The issue, couched in more formal terms, will be considered Monday by the full City Council, along with a hopperful of other ballot issues proposed for the Nov. 3 general election.
A proposed citywide 10% tax on tobacco sales would yield $11 million annually, according to city financial analyst Patricia Frazier, but it would cause the city to lose $3 million a year in state-collected cigarette taxes now sent to city coffers.
The idea was born during a joint meeting of the City Council and county Board of Supervisors last month to find ways of raising funds to build more jails, Dave Nielson of the city manager’s office said. Councilwoman Abbe Wolfsheimer, a smoker, came up with the proposal for local “sin taxes” on tobacco and liquor as lucrative new sources of revenue.
Two-Thirds Approval Needed
Under state law, cities can’t tax liquor, Frazier said, but they can tax tobacco products. However, there is a catch. A city cigarette tax would be classified as a “special tax,” which requires a two-thirds vote of approval by the public.
Undaunted by the prospect of a tough campaign for the tax, Councilman Mike Gotch proposed a 100% levy on cigarettes “to fund police, libraries and parks.” A 100% tax, which would raise the average $1.10 price of a pack of cigarettes to $2.20, could yield the city $100 million or more a year.
Councilman Bill Cleator sided with Gotch’s 100% tax proposal, or “anything to discourage people from buying cigarettes.” The money coming to the city, he said, could be used to buy more sculpture for the downtown waterfront or to resurrect the San Diego Symphony Orchestra, Cleator said, tongue in cheek.
Chief Deputy City Atty. Jack Katz tossed a sobering thought into the council Rules Committee discussion: If the city imposed too stiff a tax on cigarettes, smokers would just buy their cigarettes in National City or Chula Vista.
Gotch later scaled down his pipe dream and proposed a 10% tobacco tax levy, which he said would bring in enough money to “buy all the (coastal) wetlands between here and Tijuana.”

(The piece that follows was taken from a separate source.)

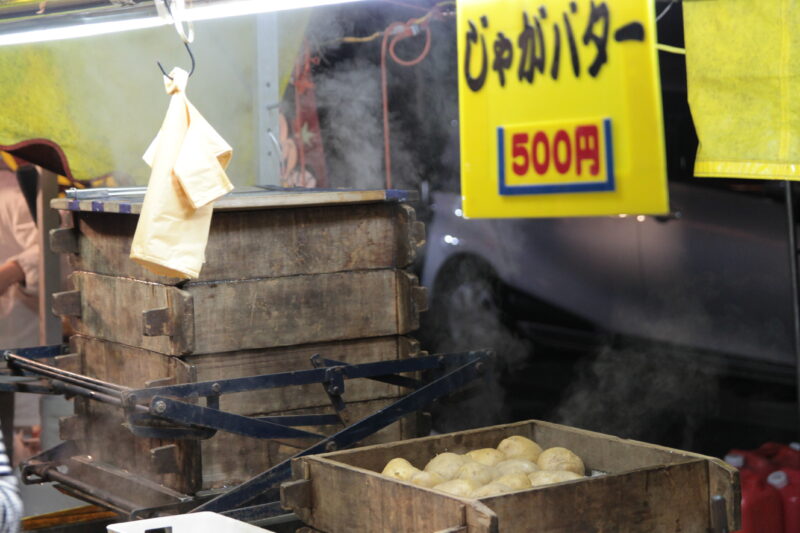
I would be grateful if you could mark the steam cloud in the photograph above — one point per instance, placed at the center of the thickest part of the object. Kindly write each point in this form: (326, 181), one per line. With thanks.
(645, 395)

Mayor O’Connor Warms to Idea
Mayor Maureen O’Connor was lukewarm at first to the idea of a sin tax, but warmed up at the thought that a cigarette tax would act as a deterrent to smokers and would raise a nice piece of change for the city.
When the committee members quit blowing smoke and began to consider the idea seriously, a 10% tax--”just a half-cent a cigarette,” O’Connor noted--was decided upon as reasonable but not greedy. The money, committee members agreed, would best be used for parks and open space.
Time constraints probably prevent the city from seeking a countywide cigarette tax, Nielson said. Ballot issues for the Nov. 3 election must be approved and submitted by next week.
Even if 67% of San Diego voters approve the tax, another hurdle stands in the way, Frazier advised. Voters also would have to approve a November ballot measure raising the city’s municipal spending limit, imposed four years ago with statewide passage of the Gann Initiative. Otherwise, the city might take in additional millions of dollars but be prevented from using the funds.